The lineup for performances included Bad Bunny, Black Pumas, BTS, Cardi B, Brandi Charlie, DaBaby, Doja Cat, Billie Eilish, Mickey Guyton and many more. The telecast opened with three performances by huge artists like Harry Styles performing “Watermelon Sugar,” Billie Eilish singing “Everything I Wanted” and the three sisters of HAIM doing “The Steps.”
While big stars did attend the ceremony, perform and win awards, there was one big artist who boycotted the show. The Weeknd, who performed at the Super Bowl halftime show in January, announced that he would be boycotting not only the show but the institution itself. He stated that the reason he chose to do so was because of the “secret committees” that the institution had. He also told the New York Times about his decision to no longer allow his label to submit his music to the Grammys.
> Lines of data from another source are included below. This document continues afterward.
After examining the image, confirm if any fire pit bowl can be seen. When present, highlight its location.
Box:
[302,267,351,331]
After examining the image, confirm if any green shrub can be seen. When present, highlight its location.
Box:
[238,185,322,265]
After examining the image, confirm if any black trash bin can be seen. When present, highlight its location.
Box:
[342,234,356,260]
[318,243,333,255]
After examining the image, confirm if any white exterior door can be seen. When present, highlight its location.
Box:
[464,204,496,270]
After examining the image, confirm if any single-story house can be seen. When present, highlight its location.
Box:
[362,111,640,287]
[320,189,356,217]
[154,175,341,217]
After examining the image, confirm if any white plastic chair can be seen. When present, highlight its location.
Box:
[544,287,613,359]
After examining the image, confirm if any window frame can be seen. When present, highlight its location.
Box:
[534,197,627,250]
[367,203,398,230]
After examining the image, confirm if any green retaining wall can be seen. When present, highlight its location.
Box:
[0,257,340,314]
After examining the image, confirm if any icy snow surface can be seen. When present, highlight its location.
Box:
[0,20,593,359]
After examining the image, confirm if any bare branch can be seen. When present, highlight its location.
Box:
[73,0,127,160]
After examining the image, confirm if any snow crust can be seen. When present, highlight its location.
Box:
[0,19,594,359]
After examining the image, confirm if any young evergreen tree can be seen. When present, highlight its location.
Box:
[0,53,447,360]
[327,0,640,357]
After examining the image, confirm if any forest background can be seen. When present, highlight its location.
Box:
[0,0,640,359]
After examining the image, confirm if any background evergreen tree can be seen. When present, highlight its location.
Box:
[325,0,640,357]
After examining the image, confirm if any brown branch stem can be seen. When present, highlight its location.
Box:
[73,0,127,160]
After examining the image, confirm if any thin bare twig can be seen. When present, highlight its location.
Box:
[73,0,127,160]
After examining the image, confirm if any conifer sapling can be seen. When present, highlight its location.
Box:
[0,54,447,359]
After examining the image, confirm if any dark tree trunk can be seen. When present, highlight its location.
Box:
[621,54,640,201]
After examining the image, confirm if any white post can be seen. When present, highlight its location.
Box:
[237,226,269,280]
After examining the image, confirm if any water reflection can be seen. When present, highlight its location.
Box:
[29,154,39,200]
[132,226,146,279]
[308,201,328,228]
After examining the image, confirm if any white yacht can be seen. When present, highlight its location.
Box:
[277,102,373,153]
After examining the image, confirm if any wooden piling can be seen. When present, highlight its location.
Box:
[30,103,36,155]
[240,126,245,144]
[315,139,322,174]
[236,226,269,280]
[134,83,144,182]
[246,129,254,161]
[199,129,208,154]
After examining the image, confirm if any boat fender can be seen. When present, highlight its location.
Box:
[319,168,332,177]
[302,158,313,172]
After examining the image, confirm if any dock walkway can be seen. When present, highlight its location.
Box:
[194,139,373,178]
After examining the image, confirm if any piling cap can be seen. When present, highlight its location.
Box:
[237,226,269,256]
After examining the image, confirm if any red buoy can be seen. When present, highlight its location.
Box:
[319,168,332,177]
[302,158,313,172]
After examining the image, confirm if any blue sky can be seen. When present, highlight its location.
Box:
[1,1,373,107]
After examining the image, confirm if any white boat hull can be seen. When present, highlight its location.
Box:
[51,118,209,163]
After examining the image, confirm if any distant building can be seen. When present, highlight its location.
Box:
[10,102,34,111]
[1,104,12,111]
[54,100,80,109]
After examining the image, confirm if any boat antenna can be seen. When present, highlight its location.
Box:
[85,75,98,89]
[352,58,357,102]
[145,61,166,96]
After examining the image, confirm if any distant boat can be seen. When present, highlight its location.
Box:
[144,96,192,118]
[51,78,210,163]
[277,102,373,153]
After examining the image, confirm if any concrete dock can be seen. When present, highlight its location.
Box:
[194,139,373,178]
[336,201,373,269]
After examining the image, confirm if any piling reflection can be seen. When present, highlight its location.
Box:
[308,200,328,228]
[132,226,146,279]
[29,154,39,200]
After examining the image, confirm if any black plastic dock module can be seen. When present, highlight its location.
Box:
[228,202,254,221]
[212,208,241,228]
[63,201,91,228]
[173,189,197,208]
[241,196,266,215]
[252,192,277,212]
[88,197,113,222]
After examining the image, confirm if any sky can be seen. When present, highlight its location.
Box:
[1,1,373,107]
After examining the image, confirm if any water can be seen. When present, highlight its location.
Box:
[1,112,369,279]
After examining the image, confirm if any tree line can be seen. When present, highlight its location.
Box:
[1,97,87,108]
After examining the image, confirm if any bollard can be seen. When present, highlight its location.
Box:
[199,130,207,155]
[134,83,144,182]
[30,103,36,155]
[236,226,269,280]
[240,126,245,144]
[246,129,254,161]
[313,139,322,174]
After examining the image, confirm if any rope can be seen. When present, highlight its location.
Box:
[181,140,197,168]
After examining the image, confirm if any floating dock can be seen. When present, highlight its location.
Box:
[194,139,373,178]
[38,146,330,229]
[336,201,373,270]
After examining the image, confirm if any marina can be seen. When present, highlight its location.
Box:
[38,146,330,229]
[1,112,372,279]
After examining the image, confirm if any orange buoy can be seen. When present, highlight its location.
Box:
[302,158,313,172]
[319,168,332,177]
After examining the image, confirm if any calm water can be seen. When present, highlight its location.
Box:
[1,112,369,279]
Most believed The Weeknd did this because his most recent album, “After Hours,” received zero nominations this year. This came as a shock to him and his fans since it debuted at No. 1 on the Billboard 200 and landed on dozens of year-end lists. The Weeknd went on to state that he has three Grammys, but he personally could not care less about them now.
Another difference this year that may have come as a shock was that the setup for COVID-19 safety procedures did not include Zoom. The show’s newest executive producer recently told the New York Times, “This is not a virtual Grammys . . . Zoom fatigue is not something that will be part of the show in any way.” The producers chose not to do a Zoom award show because it would be difficult to discern which performances were pre-taped and which were performed live. They did their best to reproduce and pay homage to the experience of seeing live music, yet they did not manage to mimic the smallness and beauty of the sorts of concerts that many have missed the most. Despite the successful hosting of the Grammy Awards this year, the effects of the pandemic continue to devastate artists and small clubs.